PropertyNov 10 2014

Future for UK sector lies in alternatives

twitter-iconfacebook-iconlinkedin-iconmail-iconprint-icon
Search supported by

The UK housing market’s recovery has seen signs of softening in recent months, with figures from the Nationwide house price index showing monthly growth of just 0.5 per cent in October.

This still equates to a 9 per cent rise in prices year on year, but with the residential market appearing to slow on the back of a fall in mortgage applications following stricter rules and concerns about the economic outlook, some investors may be concerned about the future for commercial property.

Latest figures from the IPD UK Monthly Property index show that UK commercial property as a whole delivered a return of 1.7 per cent in September, up from 1.4 per cent the previous month. In addition, the income return measured by the index remained steady at 0.5 per cent.

In terms of sub-sectors, however, UK offices delivered the best return in the month at 1.4 per cent, followed by UK industrials at 1.3 per cent, while retail property lagged behind with a return of just 0.9 per cent.

From an investment perspective, 2014 has had its fair share of challenges, with the start of the year proving difficult to find quality stock, according to Andrew Friend, fund director, property, at Henderson Global Investors.

He explains: “2013 built up quite considerably, but when we hit the first quarter of 2014 there was a lower level of transaction and it was a challenge to buy quality stock. That really took a lot of innovation. A lot of people with capital to invest were looking outside of the normal mainstream sectors to alternatives, such as student housing.

“The private rental sector started to get momentum, as well as the leisure sector, such as gyms and cinemas. That [trend] was driven by better yields in those areas, but also by simply finding better stock.”

As the year has progressed, the level of stock available has increased, but now the challenge is avoiding the poor quality offerings and “sorting the wheat from the chaff”, Mr Friend adds.

The positive macroeconomic environment for the UK so far this year has helped keep property buoyant, with falling unemployment boosting the commercial property market, according to Ian Rees, head of research, Premier multi-asset funds at Premier Asset Management.

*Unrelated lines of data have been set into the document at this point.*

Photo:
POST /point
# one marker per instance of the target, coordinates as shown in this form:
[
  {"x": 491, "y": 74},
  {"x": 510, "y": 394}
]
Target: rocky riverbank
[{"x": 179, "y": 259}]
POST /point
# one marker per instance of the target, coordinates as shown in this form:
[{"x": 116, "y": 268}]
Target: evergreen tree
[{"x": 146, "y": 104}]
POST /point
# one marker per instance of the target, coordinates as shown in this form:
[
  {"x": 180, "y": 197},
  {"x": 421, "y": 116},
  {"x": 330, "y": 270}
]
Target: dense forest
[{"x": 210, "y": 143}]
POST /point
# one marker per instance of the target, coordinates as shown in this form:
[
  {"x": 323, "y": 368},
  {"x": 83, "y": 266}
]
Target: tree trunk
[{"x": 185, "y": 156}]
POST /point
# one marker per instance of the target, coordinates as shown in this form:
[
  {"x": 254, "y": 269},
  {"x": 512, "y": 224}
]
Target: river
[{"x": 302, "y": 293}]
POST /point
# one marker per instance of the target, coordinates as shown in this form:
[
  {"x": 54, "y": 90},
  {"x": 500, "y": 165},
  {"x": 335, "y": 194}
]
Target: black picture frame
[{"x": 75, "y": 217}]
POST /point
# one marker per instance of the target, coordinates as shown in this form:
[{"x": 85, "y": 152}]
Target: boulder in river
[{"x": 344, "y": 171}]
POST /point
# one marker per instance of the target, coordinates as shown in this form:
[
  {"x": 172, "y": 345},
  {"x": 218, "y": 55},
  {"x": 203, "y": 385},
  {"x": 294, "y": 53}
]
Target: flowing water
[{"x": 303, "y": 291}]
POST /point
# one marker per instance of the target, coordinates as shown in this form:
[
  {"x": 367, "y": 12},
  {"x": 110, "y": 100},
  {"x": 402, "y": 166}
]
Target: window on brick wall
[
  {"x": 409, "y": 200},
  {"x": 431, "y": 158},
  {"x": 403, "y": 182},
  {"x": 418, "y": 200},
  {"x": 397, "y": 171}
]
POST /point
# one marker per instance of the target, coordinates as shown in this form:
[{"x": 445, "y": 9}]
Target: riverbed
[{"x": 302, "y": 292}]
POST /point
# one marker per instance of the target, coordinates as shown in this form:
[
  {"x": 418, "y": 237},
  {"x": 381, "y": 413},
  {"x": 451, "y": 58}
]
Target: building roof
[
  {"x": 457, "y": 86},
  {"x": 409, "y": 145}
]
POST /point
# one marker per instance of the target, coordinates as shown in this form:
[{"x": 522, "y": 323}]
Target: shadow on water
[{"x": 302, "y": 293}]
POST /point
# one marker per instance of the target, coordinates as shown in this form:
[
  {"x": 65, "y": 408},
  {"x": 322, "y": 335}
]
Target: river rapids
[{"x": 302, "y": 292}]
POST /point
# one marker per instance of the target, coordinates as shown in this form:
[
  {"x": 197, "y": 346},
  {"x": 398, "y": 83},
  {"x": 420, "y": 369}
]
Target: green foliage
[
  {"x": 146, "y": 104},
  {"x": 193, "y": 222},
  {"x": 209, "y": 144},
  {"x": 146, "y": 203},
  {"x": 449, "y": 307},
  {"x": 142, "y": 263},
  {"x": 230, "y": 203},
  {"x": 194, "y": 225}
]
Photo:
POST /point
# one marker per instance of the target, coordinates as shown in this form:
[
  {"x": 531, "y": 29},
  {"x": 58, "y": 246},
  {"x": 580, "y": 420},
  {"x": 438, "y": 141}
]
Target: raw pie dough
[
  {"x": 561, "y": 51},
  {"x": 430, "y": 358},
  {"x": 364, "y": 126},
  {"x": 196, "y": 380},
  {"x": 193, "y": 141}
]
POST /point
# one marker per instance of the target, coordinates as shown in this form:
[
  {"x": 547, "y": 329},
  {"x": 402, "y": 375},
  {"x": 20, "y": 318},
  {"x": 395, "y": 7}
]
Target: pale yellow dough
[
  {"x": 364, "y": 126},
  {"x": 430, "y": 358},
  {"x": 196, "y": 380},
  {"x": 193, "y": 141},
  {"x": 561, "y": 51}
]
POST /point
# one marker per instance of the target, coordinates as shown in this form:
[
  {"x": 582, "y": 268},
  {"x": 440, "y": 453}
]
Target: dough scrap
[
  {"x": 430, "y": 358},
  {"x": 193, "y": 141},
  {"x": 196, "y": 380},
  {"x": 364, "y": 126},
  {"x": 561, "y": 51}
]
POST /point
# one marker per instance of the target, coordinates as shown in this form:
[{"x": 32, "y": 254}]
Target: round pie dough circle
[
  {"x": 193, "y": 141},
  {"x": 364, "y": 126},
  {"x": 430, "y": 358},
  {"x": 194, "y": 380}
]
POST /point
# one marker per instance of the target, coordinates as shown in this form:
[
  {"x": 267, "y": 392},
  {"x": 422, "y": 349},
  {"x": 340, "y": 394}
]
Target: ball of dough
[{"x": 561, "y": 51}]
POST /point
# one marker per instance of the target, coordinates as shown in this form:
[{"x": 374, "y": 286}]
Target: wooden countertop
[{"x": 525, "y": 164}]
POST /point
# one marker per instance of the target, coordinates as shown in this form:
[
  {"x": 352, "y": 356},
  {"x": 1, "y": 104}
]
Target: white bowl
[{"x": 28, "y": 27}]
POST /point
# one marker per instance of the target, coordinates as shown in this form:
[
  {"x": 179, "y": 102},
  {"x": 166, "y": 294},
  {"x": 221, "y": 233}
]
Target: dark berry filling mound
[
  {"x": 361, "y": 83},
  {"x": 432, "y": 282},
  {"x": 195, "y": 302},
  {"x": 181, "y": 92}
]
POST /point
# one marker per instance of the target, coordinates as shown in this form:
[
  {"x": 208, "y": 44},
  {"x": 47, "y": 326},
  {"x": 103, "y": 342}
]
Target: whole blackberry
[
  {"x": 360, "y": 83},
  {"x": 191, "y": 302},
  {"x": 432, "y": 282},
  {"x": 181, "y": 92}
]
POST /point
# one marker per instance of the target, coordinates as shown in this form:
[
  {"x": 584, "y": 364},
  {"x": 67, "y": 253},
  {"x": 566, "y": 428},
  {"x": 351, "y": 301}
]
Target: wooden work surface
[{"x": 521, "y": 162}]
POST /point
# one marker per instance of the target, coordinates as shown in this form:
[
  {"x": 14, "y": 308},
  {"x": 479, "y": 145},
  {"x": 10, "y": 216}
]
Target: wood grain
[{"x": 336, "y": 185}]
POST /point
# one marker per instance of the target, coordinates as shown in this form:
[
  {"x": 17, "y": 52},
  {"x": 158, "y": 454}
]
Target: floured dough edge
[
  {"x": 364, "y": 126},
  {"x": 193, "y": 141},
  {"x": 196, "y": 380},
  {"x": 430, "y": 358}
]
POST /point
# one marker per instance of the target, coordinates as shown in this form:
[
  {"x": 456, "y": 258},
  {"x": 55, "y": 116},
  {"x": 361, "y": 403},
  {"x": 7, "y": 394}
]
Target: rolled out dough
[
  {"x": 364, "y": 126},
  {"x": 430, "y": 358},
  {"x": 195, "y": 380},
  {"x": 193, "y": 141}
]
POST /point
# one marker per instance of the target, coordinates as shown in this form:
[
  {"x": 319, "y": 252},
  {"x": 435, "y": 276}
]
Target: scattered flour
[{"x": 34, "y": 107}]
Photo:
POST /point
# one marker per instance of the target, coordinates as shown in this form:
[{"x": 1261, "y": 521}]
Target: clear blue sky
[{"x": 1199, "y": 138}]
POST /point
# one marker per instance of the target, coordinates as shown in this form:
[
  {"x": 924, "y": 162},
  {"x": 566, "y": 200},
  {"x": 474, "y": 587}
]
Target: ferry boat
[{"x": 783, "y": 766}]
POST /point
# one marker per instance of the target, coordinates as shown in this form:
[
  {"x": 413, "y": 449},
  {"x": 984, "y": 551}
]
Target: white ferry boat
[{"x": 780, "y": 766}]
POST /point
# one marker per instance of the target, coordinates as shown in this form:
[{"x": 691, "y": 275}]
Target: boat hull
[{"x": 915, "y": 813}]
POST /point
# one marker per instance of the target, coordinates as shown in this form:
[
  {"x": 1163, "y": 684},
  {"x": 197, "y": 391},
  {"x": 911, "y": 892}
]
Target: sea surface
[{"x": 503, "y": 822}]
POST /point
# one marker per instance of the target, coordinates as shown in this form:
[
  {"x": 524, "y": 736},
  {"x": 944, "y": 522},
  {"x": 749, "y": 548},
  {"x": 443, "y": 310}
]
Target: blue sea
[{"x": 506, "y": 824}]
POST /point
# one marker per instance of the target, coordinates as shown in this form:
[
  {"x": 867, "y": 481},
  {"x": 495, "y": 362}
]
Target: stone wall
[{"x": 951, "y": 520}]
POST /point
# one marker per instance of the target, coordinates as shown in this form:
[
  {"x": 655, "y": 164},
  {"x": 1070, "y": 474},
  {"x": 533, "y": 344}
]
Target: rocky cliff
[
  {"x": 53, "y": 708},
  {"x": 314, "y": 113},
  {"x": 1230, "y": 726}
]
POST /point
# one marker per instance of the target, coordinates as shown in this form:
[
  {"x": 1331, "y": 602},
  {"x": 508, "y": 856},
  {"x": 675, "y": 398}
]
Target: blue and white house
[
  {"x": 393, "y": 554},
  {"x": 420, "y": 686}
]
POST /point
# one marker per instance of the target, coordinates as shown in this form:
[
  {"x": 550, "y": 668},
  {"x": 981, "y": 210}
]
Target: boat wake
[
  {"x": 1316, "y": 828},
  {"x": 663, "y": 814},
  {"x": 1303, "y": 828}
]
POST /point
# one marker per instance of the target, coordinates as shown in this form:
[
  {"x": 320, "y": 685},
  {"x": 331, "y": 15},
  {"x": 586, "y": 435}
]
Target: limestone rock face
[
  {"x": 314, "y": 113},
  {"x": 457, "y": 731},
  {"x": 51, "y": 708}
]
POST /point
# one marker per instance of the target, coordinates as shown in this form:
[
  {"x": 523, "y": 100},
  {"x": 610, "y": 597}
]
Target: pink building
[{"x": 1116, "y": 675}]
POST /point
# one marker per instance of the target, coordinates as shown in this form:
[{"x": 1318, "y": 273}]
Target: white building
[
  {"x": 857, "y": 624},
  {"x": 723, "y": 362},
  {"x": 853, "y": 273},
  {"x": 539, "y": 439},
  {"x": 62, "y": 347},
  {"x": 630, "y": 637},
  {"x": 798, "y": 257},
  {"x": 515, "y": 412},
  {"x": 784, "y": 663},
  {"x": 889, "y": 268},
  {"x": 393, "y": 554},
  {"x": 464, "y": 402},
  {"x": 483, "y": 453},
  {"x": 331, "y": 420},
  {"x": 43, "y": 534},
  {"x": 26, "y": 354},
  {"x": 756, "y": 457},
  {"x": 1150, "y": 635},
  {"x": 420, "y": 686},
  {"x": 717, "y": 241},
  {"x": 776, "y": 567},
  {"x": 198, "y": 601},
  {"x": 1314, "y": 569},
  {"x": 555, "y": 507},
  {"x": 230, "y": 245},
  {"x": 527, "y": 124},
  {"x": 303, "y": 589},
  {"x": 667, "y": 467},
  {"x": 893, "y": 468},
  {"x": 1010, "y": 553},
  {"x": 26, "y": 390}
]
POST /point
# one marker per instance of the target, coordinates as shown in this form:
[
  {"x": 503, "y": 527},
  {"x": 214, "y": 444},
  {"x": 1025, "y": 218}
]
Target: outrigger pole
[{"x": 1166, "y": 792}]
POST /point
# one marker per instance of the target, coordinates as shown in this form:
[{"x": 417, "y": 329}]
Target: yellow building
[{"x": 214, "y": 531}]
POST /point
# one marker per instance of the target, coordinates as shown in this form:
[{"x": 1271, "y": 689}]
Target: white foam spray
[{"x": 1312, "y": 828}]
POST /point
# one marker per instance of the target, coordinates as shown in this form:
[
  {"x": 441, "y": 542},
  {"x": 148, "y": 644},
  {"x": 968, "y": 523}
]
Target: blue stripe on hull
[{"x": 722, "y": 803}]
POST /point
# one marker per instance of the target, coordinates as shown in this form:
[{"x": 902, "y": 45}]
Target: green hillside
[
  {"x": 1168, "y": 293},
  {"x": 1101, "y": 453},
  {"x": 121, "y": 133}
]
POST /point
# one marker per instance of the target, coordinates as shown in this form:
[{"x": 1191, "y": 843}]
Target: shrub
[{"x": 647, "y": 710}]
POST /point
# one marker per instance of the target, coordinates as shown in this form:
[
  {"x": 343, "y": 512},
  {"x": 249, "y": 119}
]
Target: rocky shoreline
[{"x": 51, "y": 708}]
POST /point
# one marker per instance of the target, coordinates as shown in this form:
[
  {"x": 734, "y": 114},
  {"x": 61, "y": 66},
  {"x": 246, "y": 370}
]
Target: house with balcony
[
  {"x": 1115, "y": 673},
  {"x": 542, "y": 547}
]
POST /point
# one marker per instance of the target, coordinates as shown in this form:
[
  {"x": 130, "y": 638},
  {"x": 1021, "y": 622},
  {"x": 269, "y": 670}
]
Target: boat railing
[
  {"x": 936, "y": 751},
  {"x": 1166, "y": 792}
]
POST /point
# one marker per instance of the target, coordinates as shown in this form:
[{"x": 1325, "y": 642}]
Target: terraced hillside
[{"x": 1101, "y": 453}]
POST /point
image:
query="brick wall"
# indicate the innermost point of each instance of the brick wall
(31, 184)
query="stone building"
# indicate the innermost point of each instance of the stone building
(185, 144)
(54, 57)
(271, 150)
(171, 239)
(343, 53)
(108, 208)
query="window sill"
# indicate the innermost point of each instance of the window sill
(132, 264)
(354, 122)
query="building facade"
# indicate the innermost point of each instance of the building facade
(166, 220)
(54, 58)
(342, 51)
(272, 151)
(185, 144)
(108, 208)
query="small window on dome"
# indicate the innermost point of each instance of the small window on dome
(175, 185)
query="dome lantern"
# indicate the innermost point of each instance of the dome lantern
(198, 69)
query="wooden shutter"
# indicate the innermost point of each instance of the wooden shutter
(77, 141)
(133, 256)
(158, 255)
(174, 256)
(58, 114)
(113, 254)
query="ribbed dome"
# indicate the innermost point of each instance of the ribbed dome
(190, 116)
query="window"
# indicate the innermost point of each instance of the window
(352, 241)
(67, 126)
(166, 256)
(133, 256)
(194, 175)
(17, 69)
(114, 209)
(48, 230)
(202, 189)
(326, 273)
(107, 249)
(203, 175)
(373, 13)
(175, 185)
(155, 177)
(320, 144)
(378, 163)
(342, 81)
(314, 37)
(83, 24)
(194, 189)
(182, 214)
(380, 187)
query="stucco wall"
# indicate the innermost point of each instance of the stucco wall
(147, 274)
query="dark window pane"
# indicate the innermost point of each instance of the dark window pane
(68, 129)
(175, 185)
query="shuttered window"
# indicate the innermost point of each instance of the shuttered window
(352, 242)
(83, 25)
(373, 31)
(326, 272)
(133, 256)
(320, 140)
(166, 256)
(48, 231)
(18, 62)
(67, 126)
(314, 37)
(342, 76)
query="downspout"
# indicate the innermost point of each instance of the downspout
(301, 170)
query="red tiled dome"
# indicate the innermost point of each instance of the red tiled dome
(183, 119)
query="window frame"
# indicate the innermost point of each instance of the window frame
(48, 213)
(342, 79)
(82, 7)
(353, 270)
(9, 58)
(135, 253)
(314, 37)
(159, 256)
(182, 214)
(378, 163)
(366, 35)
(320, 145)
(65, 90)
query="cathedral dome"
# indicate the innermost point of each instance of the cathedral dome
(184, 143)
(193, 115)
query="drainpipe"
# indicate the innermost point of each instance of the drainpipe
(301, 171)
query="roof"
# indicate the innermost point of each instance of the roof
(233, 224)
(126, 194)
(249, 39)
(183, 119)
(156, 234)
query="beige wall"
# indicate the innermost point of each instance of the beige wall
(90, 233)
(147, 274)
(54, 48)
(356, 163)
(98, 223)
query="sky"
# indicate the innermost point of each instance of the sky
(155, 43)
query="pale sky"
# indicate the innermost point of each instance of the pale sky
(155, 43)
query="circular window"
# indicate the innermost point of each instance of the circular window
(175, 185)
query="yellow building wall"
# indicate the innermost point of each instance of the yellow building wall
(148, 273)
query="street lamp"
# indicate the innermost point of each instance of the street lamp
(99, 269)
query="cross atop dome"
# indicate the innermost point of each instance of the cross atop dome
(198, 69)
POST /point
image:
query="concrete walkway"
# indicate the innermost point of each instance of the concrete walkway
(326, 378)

He notes: “The twin drivers of robust demand and the constrained supply environment are starting to evidence themselves in some modest rental growth, a key metric for property pricing. As the financing backdrop starts to ease, this is helping buoy transaction levels and is allowing the property market to remain on its path to recovery that commenced in the third quarter of 2013.

“We would expect to see income returns from property remaining robust and the total return to remain attractive. The main danger we would highlight is that too much performance from the asset class over the year ahead is only likely to rob the potential for returns further out.”

Mr Friend agrees that strong performance this year could detract from future years, noting the consensus forecast for 2014 is returns of more than 15 per cent.

“This means the yield compression could slow more quickly than we expect and it will be much more front-loaded,” he said.

“Therefore, returns next year will still be strong, but it will slow down thereafter. It really depends on the outlook for other sectors.”

Looking ahead, it seems the future for UK property might be in the alternatives sector, such as student housing, data centres and even private hospitals.

Mr Rees says: “We think there is an interesting niche in the alternative property sector that has become more prominent in recent years. Here, we have witnessed the emergence of specialist vehicles targeting primary healthcare, care homes and student accommodation.

“What is appealing about these property assets is not only the diversification provided from their low overall GDP sensitivity, but in the case of the healthcare and care home segments, the duration and security of rental income.”

According to Mr Friend, the alternatives are becoming more and more mainstream, as investors become increasingly innovative and diverse in their outlook of what constitutes an interesting investment opportunity.

But he warns: “We’re moving in a market that changes so fast that something that looks really solid can change quite quickly. When you’re investing in specialised markets you have to be careful about your percentage of exposure to any one of those.”

Nyree Stewart is features editor at Investment Adviser

Alternative property: supermarket assets

Chris Urwin, global research manager, real estate, at Aviva Investors, says:

“For property investors who do not have a compelling reason to hold supermarket assets, it could be a selling opportunity given the low level yields have reached and the current market conditions. With the economic backdrop improving, the attractiveness of holding defensive assets such as supermarkets has faded. In the near term, being overweight to defensive assets is likely to be detrimental to relative performance.

“However, not all property investors should turn their back on the supermarkets. Some are likely to remain in high demand from liability-matching investors as they continue to provide secure, long-term income streams with inflation protection that are attractively priced relative to fixed-income assets. While such investors will be concerned if there is further weakening of the covenant strength of the likes of Tesco, the recent fall in bond yields creates scope for pricing to remain very competitive.”